The problem with science being the basis of knowledge about consciousness/mind, which is to say the basis of knowledge and knowing itself, is that science already has its metaphysical commitments. In other words, science cannot be epistemology. For this reason, it will ALWAYS and FOREVER remain to be explained even as cognitive-neuroscience's account of the relationship between the brain and mind grows.

Anonymous said...

my question: why does he did that site? because e-dharma? we should not be fundamentalism like the moderator of e-sangha or like him.the diversity makes the world better.

Ajahn Punnadhammo said...

Actually, I don't blame eSangha in the least for banning OneMind. In a forum for discussion of Buddhism, set up for practicing Buddhists, someone whose only purpose is denigrating the religion is nothing but a pest.

This isn't a free speech issue. He has plenty of other places to propagate his wrong views, he doesn't need to bother the good folks at eSangha.

Anonymous said...

Into any bright clear blue expanse a sky a dark cloud may interject itself from time to time. Thank you, Ajahn Punnadhammo for clearing the air.

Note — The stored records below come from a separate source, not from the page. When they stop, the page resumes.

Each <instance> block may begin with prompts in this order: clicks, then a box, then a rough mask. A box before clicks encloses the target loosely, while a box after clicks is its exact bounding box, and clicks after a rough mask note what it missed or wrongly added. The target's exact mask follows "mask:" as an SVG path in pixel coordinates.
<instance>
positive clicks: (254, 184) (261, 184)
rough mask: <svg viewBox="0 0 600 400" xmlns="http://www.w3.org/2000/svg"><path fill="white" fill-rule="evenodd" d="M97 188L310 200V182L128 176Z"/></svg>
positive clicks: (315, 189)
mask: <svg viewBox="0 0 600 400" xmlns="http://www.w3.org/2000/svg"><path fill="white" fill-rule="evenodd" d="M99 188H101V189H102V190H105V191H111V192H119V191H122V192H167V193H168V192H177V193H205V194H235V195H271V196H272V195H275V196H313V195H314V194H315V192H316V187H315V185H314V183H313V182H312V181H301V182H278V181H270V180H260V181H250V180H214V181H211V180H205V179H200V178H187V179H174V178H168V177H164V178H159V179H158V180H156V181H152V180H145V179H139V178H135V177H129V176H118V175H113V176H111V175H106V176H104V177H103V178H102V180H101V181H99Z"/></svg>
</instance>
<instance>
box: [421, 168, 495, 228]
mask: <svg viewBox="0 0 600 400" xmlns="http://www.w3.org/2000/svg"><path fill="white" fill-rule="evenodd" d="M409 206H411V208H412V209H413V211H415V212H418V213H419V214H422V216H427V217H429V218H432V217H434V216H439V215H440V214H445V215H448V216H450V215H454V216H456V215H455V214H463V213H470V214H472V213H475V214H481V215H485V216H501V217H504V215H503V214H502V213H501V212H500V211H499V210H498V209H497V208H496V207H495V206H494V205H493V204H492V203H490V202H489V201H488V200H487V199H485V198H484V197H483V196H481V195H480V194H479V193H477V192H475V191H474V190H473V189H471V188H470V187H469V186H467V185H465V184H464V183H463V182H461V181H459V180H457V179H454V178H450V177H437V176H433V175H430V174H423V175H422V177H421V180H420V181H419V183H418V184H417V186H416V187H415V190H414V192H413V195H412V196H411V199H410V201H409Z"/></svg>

Nothing anyone says (not "the Buddha was wrong," or even "the Buddha was right") alters the reality of the power and worth of the Buddhadharma. It stands on its own. It is up to each of us to realize what we can, when we can, sharing our experience when appropriate and welcome, without imposing our concepts on others.

As for allowing webspace to unruly dissenters (and I suspect that the key to the ban here is not the dissenting, but the nature of the behavior of the dissenter), the Buddha himself would never prevent someone from speaking his mind. But he would also point out their misunderstandings, and either attempt to illuminate them or let them walk away. He would not force the sangha to listen to incessant mumblings of wrong views, distracting students from their focus and dedication to the practice of genuine Dharma.

P.S. As to existing evidence on the physical life of the Buddha, extensive archaeological excavations extant in Nepal since the nineteenth century have been pursued recently to confirm whether the vast site (including streets and a "fortified suburb"), believed to be Kapilavastu, is the Buddha's birthplace. Preliminary results date pottery remains to the period 1000 to 600BC, when the Buddha lived. (See for example, http://www.hero.ac.uk/uk/research/archives/2001/in_the_footsteps_of_the_b834.cfm) ).

Diggy Zazz said...

What about the vision of the "spiritual machine", as promoted by Ray Kurzweil. He predicts that within a couple more decades we will have machines that claim to be human, and that we will believe them when they say this.

Imagine a machine with the raw processing power of a human brain. It is able to represent all the neurons, neuronal connections and firing patterns that we find in an organic brain. Now, suppose you have a (non-destructive, one hopes) method of scanning an actual human brain so that this scan can be used to make all analogous connections in the computer. The machine is able to perceive through instruments similar to human sensory organs.

So, this machine is running and it says, "Yes, I consider myself to be John. Of course I recognize you, Mary. We're old friends." The machine will tell you that it "knows" Mary's face in the same sens of "knowing" that you are using here. Who can say it is wrong? Is it a "sentient being"? An incarnation? An interesting problem.